データベースの復元操作は非同期であり、再試行できます。 接続が切断されるか、タイムアウトが発生した場合に、SQL Server Management Studio にエラーが生じる可能性があります。 Azure SQL Database では、バックグラウンドでのデータベースの復元を試行し続けます。sys.dm_exec_requests および sys.dm_operation_status ビューを使用して、復元の進行状況を追跡できます。

データの同期と切り替え

データの変更をソースからターゲットに継続的にレプリケートおよび同期する移行オプションを使用している場合、ソースのデータとスキーマが変更され、ターゲットと食い違う可能性があります。 データの同期中にソースのすべての変更がキャプチャされ、移行プロセス中にターゲットに適用されるようにしてください。

ソースとターゲットの両方でデータが同じであることを確認した後、ソース環境からターゲット環境に切り替えることができます。 切り替え中の最小限の中断によってもビジネス継続性に影響が出ないようにするために、ビジネス チームやアプリケーション チームと共に切り替えプロセスを計画することが重要です。

重要

DMS を使用した移行の一環として切り替えを実行する場合、それに関連する特定の手順について詳しくは、移行カットオーバーの実行に関するページを参照してください。

移行後

移行ステージが正常に完了した後、移行後の一連のタスクを実行し、すべてが円滑かつ効率的に機能することを確認します。
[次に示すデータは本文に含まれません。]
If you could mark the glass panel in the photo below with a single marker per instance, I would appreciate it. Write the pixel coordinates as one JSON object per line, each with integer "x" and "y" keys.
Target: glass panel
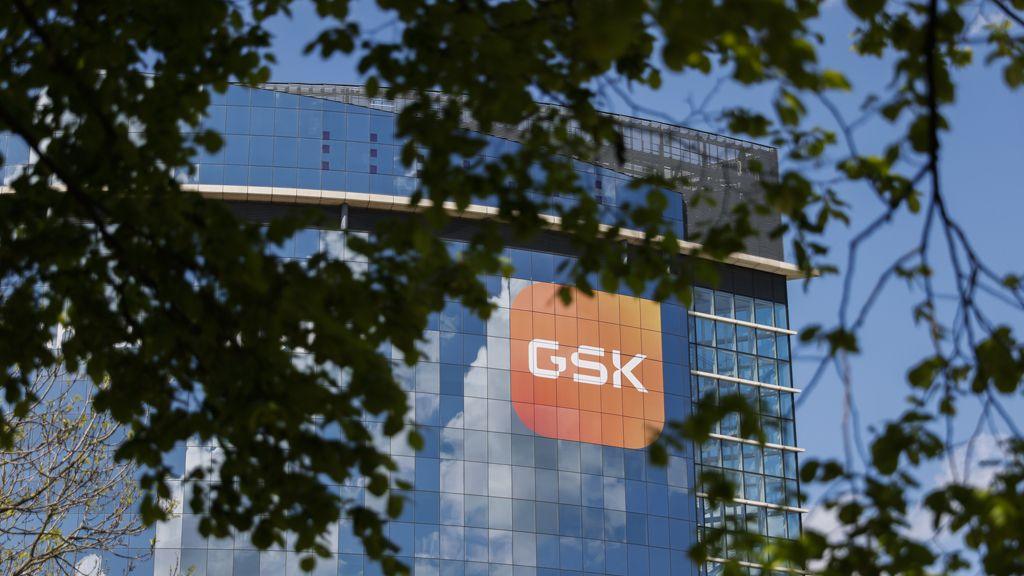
{"x": 723, "y": 304}
{"x": 764, "y": 313}
{"x": 702, "y": 300}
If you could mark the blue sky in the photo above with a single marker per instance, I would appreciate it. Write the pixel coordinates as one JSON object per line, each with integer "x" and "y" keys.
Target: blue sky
{"x": 982, "y": 158}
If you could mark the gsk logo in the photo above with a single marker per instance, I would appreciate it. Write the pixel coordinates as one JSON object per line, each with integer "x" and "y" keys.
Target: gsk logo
{"x": 588, "y": 371}
{"x": 586, "y": 359}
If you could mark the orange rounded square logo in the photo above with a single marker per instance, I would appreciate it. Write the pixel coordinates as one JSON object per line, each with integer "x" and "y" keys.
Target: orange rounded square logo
{"x": 590, "y": 370}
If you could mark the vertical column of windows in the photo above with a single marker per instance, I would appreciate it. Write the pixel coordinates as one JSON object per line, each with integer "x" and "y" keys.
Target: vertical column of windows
{"x": 737, "y": 344}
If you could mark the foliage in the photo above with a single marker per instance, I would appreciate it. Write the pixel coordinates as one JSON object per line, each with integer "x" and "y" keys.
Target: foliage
{"x": 193, "y": 345}
{"x": 62, "y": 495}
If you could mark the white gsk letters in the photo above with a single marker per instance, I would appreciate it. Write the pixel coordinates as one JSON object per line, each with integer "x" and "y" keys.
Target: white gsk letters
{"x": 585, "y": 359}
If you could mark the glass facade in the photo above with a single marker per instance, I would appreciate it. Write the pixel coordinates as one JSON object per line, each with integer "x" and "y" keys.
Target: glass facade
{"x": 739, "y": 345}
{"x": 526, "y": 470}
{"x": 278, "y": 139}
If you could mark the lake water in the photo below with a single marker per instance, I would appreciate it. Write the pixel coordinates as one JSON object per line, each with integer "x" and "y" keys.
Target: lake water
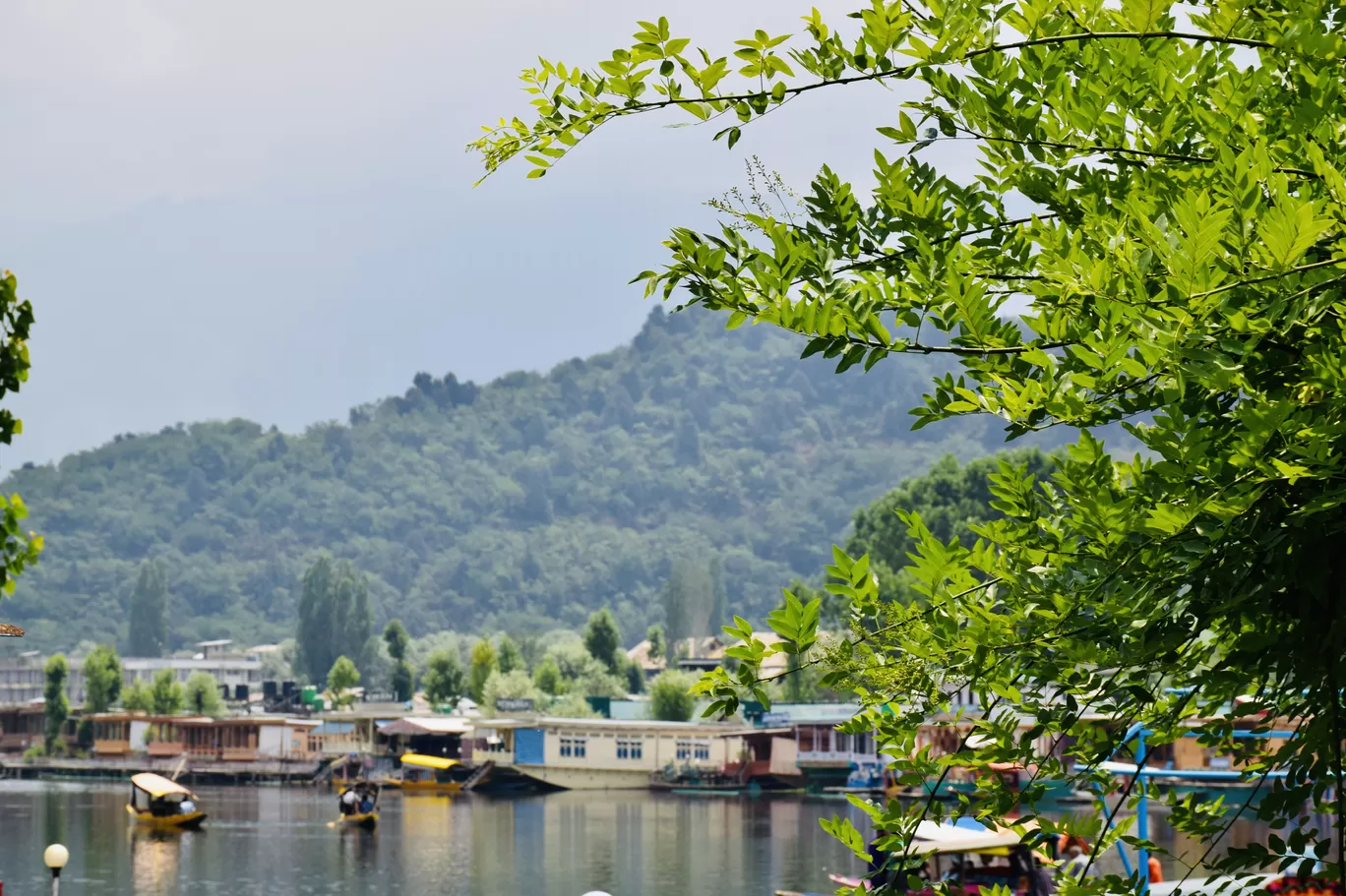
{"x": 271, "y": 840}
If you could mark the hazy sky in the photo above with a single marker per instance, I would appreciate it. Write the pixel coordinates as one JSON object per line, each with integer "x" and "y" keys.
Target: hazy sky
{"x": 264, "y": 209}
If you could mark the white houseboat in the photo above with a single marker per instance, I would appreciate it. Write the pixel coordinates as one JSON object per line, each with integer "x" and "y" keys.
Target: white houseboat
{"x": 602, "y": 753}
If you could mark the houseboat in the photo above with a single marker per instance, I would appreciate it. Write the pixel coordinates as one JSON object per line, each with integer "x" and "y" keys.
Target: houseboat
{"x": 161, "y": 804}
{"x": 233, "y": 739}
{"x": 600, "y": 753}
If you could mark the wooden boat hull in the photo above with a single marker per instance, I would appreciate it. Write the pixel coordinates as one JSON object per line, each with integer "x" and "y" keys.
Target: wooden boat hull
{"x": 187, "y": 821}
{"x": 359, "y": 819}
{"x": 430, "y": 786}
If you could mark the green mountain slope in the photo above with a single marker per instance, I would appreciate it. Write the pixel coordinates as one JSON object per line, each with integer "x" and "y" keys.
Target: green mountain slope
{"x": 522, "y": 504}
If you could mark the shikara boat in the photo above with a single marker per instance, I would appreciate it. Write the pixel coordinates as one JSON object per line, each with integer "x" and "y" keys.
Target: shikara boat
{"x": 161, "y": 804}
{"x": 366, "y": 821}
{"x": 431, "y": 774}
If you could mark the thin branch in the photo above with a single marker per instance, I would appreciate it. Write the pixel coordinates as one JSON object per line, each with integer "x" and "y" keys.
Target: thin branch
{"x": 899, "y": 72}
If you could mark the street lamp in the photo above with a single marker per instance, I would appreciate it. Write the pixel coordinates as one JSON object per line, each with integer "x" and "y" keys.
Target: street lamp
{"x": 55, "y": 858}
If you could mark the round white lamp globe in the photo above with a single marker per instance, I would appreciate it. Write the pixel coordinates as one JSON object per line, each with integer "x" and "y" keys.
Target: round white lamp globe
{"x": 55, "y": 856}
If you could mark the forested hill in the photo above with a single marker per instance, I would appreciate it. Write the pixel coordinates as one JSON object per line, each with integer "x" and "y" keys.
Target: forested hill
{"x": 521, "y": 504}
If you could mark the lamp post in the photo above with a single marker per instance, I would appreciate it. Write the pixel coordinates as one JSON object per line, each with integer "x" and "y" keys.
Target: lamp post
{"x": 55, "y": 858}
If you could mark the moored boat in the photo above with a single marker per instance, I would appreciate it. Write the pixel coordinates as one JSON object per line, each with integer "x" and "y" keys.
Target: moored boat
{"x": 359, "y": 806}
{"x": 161, "y": 804}
{"x": 431, "y": 774}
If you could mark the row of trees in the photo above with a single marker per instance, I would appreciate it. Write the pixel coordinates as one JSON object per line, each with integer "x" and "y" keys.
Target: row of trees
{"x": 1156, "y": 190}
{"x": 102, "y": 674}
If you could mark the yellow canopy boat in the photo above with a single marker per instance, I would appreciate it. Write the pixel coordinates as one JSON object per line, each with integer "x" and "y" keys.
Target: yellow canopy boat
{"x": 432, "y": 774}
{"x": 161, "y": 804}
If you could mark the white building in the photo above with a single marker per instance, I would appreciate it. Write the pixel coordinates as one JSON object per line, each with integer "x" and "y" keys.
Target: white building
{"x": 23, "y": 677}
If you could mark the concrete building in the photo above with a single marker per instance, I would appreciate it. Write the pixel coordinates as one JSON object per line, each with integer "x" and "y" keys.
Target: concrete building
{"x": 23, "y": 677}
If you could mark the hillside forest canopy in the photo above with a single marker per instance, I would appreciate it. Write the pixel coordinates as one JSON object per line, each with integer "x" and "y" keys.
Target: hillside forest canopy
{"x": 1162, "y": 189}
{"x": 691, "y": 459}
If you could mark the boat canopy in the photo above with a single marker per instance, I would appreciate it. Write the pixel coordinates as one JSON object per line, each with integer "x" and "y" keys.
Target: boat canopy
{"x": 157, "y": 786}
{"x": 933, "y": 838}
{"x": 428, "y": 761}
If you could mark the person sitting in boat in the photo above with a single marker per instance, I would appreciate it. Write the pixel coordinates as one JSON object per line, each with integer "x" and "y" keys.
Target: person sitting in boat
{"x": 1077, "y": 860}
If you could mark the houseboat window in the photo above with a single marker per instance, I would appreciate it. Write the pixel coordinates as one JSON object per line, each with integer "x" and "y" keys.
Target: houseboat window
{"x": 696, "y": 749}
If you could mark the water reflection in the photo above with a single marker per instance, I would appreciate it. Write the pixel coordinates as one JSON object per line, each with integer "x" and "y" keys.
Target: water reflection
{"x": 273, "y": 840}
{"x": 153, "y": 860}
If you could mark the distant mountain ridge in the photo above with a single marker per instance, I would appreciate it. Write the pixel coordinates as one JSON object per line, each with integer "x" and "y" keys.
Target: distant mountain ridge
{"x": 521, "y": 504}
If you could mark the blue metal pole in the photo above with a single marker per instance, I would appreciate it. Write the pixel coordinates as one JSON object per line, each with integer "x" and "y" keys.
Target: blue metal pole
{"x": 1143, "y": 816}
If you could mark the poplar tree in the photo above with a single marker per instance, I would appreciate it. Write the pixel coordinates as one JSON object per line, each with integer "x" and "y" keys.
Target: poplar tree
{"x": 1154, "y": 237}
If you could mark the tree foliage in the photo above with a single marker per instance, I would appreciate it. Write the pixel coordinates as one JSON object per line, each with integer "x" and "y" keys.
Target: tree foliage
{"x": 547, "y": 676}
{"x": 670, "y": 697}
{"x": 149, "y": 613}
{"x": 654, "y": 635}
{"x": 1162, "y": 190}
{"x": 515, "y": 684}
{"x": 165, "y": 697}
{"x": 508, "y": 655}
{"x": 334, "y": 617}
{"x": 398, "y": 639}
{"x": 603, "y": 639}
{"x": 398, "y": 642}
{"x": 55, "y": 706}
{"x": 445, "y": 681}
{"x": 483, "y": 662}
{"x": 138, "y": 697}
{"x": 688, "y": 598}
{"x": 430, "y": 505}
{"x": 951, "y": 502}
{"x": 102, "y": 680}
{"x": 18, "y": 548}
{"x": 340, "y": 681}
{"x": 201, "y": 694}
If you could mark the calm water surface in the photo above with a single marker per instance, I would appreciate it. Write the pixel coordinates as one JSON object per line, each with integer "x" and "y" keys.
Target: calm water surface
{"x": 273, "y": 840}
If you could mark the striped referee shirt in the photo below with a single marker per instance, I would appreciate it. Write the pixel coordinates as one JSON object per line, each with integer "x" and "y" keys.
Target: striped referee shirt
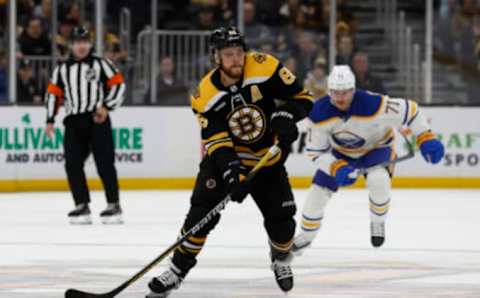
{"x": 84, "y": 85}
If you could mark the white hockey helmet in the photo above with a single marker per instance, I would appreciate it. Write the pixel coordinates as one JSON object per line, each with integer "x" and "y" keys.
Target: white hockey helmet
{"x": 341, "y": 78}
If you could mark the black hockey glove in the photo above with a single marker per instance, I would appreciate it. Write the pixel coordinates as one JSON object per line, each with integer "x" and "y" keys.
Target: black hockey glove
{"x": 284, "y": 127}
{"x": 234, "y": 178}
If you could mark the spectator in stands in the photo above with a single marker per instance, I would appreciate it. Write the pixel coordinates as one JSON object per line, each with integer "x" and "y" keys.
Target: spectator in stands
{"x": 255, "y": 33}
{"x": 25, "y": 10}
{"x": 3, "y": 77}
{"x": 170, "y": 91}
{"x": 33, "y": 41}
{"x": 113, "y": 50}
{"x": 308, "y": 50}
{"x": 205, "y": 18}
{"x": 288, "y": 10}
{"x": 74, "y": 14}
{"x": 3, "y": 22}
{"x": 291, "y": 64}
{"x": 316, "y": 80}
{"x": 364, "y": 79}
{"x": 43, "y": 11}
{"x": 312, "y": 10}
{"x": 344, "y": 50}
{"x": 28, "y": 91}
{"x": 65, "y": 28}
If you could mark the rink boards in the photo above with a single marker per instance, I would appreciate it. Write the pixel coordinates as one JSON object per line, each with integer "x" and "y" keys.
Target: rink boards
{"x": 160, "y": 148}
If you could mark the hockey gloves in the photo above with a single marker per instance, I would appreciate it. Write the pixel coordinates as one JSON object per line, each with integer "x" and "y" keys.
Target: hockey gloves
{"x": 234, "y": 180}
{"x": 285, "y": 128}
{"x": 431, "y": 148}
{"x": 343, "y": 173}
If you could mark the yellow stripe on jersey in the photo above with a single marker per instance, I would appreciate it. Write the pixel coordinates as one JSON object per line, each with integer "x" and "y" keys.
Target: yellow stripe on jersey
{"x": 425, "y": 136}
{"x": 378, "y": 209}
{"x": 284, "y": 247}
{"x": 215, "y": 137}
{"x": 336, "y": 165}
{"x": 326, "y": 121}
{"x": 381, "y": 143}
{"x": 250, "y": 158}
{"x": 212, "y": 148}
{"x": 311, "y": 224}
{"x": 304, "y": 94}
{"x": 259, "y": 67}
{"x": 205, "y": 94}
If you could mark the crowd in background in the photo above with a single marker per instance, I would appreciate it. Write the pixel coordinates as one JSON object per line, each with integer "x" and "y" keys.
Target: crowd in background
{"x": 295, "y": 31}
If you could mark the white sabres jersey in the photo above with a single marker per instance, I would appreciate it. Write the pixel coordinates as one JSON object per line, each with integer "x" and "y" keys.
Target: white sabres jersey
{"x": 368, "y": 124}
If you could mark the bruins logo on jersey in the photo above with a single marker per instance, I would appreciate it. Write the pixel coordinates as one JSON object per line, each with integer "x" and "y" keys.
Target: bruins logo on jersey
{"x": 259, "y": 57}
{"x": 247, "y": 123}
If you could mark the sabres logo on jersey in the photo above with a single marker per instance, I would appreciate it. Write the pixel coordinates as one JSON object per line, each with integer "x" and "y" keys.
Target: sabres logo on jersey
{"x": 348, "y": 140}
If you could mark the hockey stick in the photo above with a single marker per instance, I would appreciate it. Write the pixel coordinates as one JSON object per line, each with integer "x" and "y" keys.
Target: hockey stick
{"x": 72, "y": 293}
{"x": 410, "y": 154}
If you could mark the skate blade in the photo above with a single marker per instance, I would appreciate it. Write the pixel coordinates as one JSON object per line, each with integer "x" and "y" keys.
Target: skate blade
{"x": 112, "y": 220}
{"x": 299, "y": 250}
{"x": 80, "y": 220}
{"x": 158, "y": 295}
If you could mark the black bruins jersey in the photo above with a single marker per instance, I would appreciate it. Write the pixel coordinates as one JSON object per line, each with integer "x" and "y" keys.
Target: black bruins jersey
{"x": 238, "y": 116}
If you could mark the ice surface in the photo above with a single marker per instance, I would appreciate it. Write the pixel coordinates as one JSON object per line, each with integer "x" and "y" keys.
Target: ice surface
{"x": 432, "y": 248}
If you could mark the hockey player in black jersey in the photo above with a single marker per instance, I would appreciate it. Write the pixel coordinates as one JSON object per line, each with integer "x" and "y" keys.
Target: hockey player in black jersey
{"x": 245, "y": 104}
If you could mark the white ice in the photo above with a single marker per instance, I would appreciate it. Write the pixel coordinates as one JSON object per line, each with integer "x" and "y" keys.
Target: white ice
{"x": 432, "y": 248}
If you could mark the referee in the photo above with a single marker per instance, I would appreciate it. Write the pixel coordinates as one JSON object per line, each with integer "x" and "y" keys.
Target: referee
{"x": 89, "y": 87}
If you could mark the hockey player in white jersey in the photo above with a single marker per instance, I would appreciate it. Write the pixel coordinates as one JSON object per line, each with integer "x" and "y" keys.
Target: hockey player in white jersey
{"x": 353, "y": 129}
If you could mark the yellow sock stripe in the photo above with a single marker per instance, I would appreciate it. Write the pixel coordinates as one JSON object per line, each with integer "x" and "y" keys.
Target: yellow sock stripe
{"x": 215, "y": 137}
{"x": 377, "y": 209}
{"x": 194, "y": 239}
{"x": 181, "y": 250}
{"x": 311, "y": 224}
{"x": 285, "y": 247}
{"x": 425, "y": 136}
{"x": 413, "y": 109}
{"x": 197, "y": 240}
{"x": 337, "y": 165}
{"x": 212, "y": 148}
{"x": 191, "y": 250}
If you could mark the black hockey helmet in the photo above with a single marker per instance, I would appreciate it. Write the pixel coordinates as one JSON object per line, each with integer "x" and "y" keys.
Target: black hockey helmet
{"x": 80, "y": 33}
{"x": 224, "y": 37}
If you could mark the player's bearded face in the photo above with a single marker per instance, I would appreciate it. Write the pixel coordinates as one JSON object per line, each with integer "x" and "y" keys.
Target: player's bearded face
{"x": 342, "y": 99}
{"x": 232, "y": 60}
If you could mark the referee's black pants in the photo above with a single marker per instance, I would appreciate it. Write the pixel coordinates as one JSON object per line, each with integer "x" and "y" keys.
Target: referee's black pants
{"x": 83, "y": 136}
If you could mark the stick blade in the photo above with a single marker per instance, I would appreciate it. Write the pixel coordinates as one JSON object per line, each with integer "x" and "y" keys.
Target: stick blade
{"x": 72, "y": 293}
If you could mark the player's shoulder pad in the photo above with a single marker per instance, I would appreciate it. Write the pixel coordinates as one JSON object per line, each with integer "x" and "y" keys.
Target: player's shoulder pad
{"x": 259, "y": 67}
{"x": 206, "y": 95}
{"x": 323, "y": 111}
{"x": 366, "y": 104}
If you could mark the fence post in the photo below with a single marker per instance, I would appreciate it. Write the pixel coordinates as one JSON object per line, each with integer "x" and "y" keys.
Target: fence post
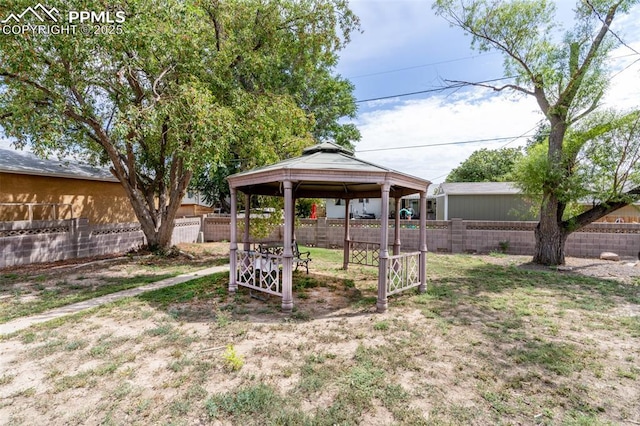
{"x": 321, "y": 234}
{"x": 457, "y": 235}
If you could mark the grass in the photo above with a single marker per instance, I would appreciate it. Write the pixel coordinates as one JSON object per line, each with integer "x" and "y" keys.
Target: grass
{"x": 52, "y": 298}
{"x": 486, "y": 344}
移行後の段階は、発生したデータの精度の問題を調整したり、完全性を検証したり、ワークロードでのパフォーマンスの問題に対処したりするために非常に重要です。

アプリケーションの監視と修復

マネージド インスタンスへの移行を完了した後は、アプリケーションの動作とワークロードのパフォーマンスを追跡する必要があります。 このプロセスには、次のアクティビティが含まれます。

テストを実行する

データベース移行のテストア プローチは、次のアクティビティで構成されています。

  1. 検証テストを作成する: データベースの移行をテストするには、SQL クエリを使用する必要があります。 ソース データベースとターゲット データベースの両方に対して実行する検証クエリを作成する必要があります。 検証クエリには、定義したスコープが含まれている必要があります。
  2. テスト環境を設定する: テスト環境には、ソース データベースとターゲット データベースのコピーが含まれている必要があります。 必ずテスト環境を分離してください。
  3. 検証テストを実行する: ソースとターゲットに対して検証テストを実行してから、結果を分析します。
  4. パフォーマンス テストを実行する: ソースとターゲットに対してパフォーマンス テストを実行し、結果を分析して比較します。

高度な機能を使用する

SQL Managed Instance によって提供されるクラウドベースの高度な機能を活用できます。たとえば、組み込みの高可用性脅威検出ワークロードの監視と調整などです。

Azure SQL Analytics を使用すると、多数のマネージド インスタンスを一元的な方法で監視できます。

SQL Server の一部の機能は、データベース互換レベルを最新の互換性レベル (150) に変更した場合にのみ使用できます。